When LGBT people are already poor, they have no ability to absorb these financial penalties. For example, a transgender person in a state lacking housing protections can be evicted without cause or warning. She then finds herself unable to piece together a security deposit for a new apartment or to afford a more expensive apartment leased by a landlord who doesn’t discriminate.

Struggling LGBT people also lack the financial resources needed to secure legal protections for themselves and their families. For example, a second-parent adoption—which allows a non-biological parent to be recognized as a parent—can cost more than $2,000. For a poor lesbian couple, this expense is too much to bear. Without a legal tie between parent and child, the couple is left to simply hope for the best, a potentially devastating situation should the legal parent die.

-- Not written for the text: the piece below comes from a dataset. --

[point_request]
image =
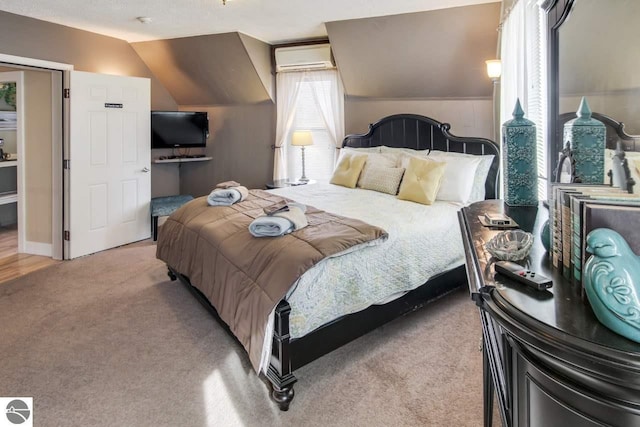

Our report includes a number of stories that show the devastating effect of discrimination.  But we also need more data about poverty in the LGBT community if we are to improve the economic security of all people living in the United States. LGBT people were absent in the released U.S. Census poverty numbers, although it is indeed possible to examine data on same-sex couples, as our research and research by others have shown. As for single LGBT people—since the Census doesn’t ask about sexual orientation or gender identity—researchers cannot track their poverty rates. Government surveys need to be modernized to include gender identity and sexual orientation in order to fully understand the scope of poverty and find the most effective policy solutions.

It is time to put an end to the financial penalties that LGBT Americans face simply because they are LGBT. Policymakers at the local, state, and federal levels need to update laws to prohibit discrimination against LGBT people in areas ranging from hiring to housing to credit. Policymakers also need to update the legal definitions and regulations of “family” so that LGBT families have access to the same protections and benefits that are available to other families.

Our policy responses to poverty in America are destined to fall short if they fail to address the economic experiences of LGBT families and individuals.